Gözlemlerinize göre, kansere yakalandığını öğrenen bir hastanın ruh durumu nasıl oluyor?
Bugüne kadar gördüğüm kadarıyla hastalar ilk önce hastalığı kabul edemiyorlar. Ve farkında olarak ya da olmayarak kendilerini suçlamaya başlıyorlar. `Keşke önceden fark etseydim`, `Keşke hiç sigara içmeseydim`, `Kafamı olaylara bu kadar çok takmasaydım kanser olmazdım` gibi cümleler kuruyorlar. Bazı hastalar da `Ben kimseye bir kötülük yapmadığım halde neden bu hastalığa yakalandım?` diyerek kanserin kendilerine verilmiş bir ceza olduğunu düşünüyor. Bizim terapideki birinci odağımız da, hastaların bu süreçte kendilerini suçlamalarından vazgeçirmek oluyor.

Terapiden sonra ne gibi düzelmeler görülüyor?
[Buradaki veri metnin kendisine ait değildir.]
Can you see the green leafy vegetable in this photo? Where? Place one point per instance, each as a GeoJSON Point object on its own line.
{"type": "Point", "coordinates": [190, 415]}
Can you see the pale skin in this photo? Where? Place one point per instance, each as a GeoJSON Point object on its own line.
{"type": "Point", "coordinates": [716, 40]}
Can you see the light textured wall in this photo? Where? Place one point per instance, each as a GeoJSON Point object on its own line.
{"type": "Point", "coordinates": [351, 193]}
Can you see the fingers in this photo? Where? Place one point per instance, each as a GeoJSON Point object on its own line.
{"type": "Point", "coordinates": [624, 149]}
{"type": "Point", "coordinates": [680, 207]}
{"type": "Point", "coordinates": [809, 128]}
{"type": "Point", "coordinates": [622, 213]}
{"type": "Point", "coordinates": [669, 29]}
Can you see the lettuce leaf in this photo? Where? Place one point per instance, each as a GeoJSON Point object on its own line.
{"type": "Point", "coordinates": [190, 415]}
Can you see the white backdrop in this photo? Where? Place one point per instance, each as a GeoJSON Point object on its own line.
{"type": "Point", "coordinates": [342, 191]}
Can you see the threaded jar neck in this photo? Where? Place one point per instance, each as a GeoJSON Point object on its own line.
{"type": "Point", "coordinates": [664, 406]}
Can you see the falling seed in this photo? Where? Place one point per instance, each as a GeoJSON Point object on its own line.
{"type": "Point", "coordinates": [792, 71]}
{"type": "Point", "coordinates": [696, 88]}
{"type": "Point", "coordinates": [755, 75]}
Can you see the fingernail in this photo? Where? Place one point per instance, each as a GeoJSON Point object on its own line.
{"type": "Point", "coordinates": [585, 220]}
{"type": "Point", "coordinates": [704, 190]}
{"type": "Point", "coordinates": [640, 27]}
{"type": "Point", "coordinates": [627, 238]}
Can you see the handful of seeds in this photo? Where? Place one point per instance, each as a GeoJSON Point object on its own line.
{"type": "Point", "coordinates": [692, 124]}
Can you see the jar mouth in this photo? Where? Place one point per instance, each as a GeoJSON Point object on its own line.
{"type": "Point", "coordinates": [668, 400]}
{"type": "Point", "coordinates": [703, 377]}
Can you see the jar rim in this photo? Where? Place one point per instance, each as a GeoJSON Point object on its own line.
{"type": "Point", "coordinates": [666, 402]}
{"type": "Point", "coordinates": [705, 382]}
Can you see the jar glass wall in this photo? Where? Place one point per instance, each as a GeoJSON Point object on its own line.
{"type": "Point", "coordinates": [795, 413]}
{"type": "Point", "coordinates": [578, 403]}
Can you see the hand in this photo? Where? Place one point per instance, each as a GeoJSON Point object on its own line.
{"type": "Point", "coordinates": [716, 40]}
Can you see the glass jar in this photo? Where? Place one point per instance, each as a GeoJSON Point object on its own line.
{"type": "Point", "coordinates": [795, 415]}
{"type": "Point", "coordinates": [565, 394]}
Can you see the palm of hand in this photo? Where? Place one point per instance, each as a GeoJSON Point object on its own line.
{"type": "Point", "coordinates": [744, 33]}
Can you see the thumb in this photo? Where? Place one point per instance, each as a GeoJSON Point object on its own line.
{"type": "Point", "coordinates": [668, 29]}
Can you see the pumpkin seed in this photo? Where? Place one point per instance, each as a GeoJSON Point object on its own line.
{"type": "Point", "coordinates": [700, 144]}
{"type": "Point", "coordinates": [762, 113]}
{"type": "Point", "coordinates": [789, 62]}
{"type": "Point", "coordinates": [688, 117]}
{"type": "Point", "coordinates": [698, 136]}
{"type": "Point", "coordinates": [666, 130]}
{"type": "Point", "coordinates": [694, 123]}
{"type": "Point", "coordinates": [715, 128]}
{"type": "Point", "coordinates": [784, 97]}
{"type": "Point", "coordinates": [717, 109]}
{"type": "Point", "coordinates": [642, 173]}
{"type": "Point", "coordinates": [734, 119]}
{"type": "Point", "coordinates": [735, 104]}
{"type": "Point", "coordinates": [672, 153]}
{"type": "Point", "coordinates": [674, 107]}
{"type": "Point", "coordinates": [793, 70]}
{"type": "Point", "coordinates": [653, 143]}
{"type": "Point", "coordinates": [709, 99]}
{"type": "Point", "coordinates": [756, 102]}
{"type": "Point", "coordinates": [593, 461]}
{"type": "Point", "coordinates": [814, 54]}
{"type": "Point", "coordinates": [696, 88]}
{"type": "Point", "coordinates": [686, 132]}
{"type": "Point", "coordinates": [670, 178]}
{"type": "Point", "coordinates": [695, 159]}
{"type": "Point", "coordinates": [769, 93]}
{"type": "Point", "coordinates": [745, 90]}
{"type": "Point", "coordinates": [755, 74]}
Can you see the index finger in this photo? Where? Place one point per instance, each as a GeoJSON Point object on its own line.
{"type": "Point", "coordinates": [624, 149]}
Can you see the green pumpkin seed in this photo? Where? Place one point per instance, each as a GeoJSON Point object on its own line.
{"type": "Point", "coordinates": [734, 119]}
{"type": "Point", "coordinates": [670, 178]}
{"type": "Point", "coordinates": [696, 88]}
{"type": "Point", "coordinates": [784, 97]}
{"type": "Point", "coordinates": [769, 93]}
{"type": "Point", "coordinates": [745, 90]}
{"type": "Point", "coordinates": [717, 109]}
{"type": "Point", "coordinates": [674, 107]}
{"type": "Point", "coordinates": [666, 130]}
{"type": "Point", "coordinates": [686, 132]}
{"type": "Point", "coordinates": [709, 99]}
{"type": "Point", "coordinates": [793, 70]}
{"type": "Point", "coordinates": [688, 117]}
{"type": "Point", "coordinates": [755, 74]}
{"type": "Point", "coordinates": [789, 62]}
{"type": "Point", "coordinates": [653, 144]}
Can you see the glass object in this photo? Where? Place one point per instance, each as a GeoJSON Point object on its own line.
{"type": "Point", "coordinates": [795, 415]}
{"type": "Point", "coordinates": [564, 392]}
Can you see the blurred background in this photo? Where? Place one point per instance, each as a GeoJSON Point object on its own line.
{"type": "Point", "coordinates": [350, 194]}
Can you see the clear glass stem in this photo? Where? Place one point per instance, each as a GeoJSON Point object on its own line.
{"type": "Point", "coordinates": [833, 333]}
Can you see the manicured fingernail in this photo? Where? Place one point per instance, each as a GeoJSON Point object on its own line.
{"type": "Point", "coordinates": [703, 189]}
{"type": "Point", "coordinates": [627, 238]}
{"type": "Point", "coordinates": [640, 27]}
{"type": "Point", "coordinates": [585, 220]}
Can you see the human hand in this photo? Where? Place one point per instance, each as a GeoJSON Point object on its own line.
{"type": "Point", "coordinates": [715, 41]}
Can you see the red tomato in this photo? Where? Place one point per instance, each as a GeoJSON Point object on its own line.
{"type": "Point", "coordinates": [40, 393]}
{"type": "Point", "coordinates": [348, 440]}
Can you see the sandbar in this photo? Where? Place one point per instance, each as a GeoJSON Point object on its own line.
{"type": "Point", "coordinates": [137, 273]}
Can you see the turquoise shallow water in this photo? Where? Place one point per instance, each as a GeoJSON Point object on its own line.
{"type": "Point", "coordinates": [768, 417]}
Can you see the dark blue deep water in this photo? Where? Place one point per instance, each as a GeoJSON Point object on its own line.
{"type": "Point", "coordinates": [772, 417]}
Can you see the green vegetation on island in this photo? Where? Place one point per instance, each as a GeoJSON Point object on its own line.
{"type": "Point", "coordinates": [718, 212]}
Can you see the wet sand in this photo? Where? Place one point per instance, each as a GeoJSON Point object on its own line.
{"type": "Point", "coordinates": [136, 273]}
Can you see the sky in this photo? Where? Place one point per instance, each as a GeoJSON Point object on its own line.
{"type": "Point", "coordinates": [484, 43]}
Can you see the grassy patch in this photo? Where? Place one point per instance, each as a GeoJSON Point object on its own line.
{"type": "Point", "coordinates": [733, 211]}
Kanser teşhisi konulan bir hasta kendisine araba çarpmış gibi hissediyor. Bunun üzerine hasta ciddi anlamda savaş vermesi gereken bir sürece giriyor. O süreçte hastanın kendisine karşı da savaşması gerekiyor. Biz de terapiyle, bu mücadele sürecinde hastanın yanında oluyoruz ve daha güçlü olması konusunda destek oluyoruz.

Anadolu Sağlık Merkezi`ndeki ‘Kanser Destek Programı’nı anlatır mısınız?
Bizim ASM`de uyguladığımız daha çok bir seminer şeklinde. Buradaki amaç, hastayı biraz bilgilendirmek. Çünkü dünyada yapılan araştırmalar ancak çok ileri evre kanserlerde terapinin daha iyi olduğunu daha ön evre kanserlerde yani daha yeni tanı almış insalarda bilgilendirmenin daha uygun olduğunu gösteriyor. Eğitim şeklinde gerçekleşen programa, konuşmaya ihtiyaç duyan hastaların yanı sıra hasta yakınları da katılabiliyor. Çünkü onların da bilgilenmesi gereken bir sürü konu oluyor. Ayrıca hasta yakınları da farklı duygular yaşayabiliyor. Örneğin bir çocuğun annesine kanser tanısı konulduysa o çocuk bu durumdan kendisini suçlayabiliyor.